Gut, vier Tage vor Hl. Abend darf es im Birdland-Keller auch einmal richtig besinnlich zugehen. Wo sonst der elegante Bösendorfer-Flügel seinen Klang entfaltet, der Bass und das Schlagzeug für Schwung und Rhythmus und Saxofone, Posaunen oder Trompeten für satten Sound und betörende Melodien sorgen, ging es diesmal – was die Instrumentierung angeht – eher spartanisch zu. Zwei akustische Gitarren, mehr war auf der Bühne im Hofapotheken-Keller nicht zu sehen.
Und das Duo Paul Brändle und Andreas Dombert, das sich die große Aufgabe gestellt hat, in die übergroßen Fußstapfen der legendären Meistergitarristen Helmut Kagerer und Helmut Nieberle zu treten, spielte auch noch über weite Strecken irgendwo zwischen Mezzopiano und Pianissimo. Manchmal glaubte man, die Augen zum intensiven Hinhören schließend, Lautenklänge aus längst vergangenen Zeiten zu vernehmen.
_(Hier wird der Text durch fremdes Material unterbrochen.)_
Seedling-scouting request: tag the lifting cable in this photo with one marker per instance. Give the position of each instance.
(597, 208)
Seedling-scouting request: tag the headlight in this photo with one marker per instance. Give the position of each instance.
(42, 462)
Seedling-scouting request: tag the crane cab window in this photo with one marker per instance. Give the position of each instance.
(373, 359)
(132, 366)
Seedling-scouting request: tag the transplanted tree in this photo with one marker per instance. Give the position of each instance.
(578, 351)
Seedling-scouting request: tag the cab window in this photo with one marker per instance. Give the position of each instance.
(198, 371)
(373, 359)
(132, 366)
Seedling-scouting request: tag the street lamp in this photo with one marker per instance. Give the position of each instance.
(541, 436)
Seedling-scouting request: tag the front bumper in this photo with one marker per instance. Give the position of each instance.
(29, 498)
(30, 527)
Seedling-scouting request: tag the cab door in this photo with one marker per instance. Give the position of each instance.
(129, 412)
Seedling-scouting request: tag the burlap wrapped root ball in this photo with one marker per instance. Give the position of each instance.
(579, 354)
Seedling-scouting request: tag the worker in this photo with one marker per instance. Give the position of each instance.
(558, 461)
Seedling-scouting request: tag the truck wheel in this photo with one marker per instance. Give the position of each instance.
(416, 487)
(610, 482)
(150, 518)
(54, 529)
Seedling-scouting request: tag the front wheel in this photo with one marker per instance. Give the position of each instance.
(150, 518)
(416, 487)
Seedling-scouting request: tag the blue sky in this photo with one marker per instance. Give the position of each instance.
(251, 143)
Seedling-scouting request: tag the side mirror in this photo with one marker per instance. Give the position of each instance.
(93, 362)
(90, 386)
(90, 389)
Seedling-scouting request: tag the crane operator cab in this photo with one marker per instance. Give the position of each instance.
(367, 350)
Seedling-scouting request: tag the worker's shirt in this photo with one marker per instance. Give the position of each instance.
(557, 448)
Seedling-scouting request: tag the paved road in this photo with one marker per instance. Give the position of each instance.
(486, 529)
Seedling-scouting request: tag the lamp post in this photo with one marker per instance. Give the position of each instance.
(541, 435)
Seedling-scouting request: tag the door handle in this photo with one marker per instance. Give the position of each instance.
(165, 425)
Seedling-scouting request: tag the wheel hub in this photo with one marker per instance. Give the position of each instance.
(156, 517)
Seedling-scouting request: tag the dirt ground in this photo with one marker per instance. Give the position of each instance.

Minimal music für Gitarre(n), wie es Andreas Dombert nennt, ist ein treffender Titel für diese Art einer ganz feinen, oft ganz leisen und in den musikalischen Mitteln (scheinbar) ganz einfachen Jazz-Kunst. Aber wie diese beiden hoch engagierten, auf den Punkt konzentrierten und mit jugendlicher Risikobereitschaft sehr frei improvisierenden Gitarren ihre Stücke präsentieren, das macht aus minimal music maximalen Genuss. Zu besinnlich, zu verhalten wirkt da nichts, auch wenn sich oft auf den ersten Blick und beim ersten Hinhören nicht viel zu tun scheint auf der Birdland-Bühne.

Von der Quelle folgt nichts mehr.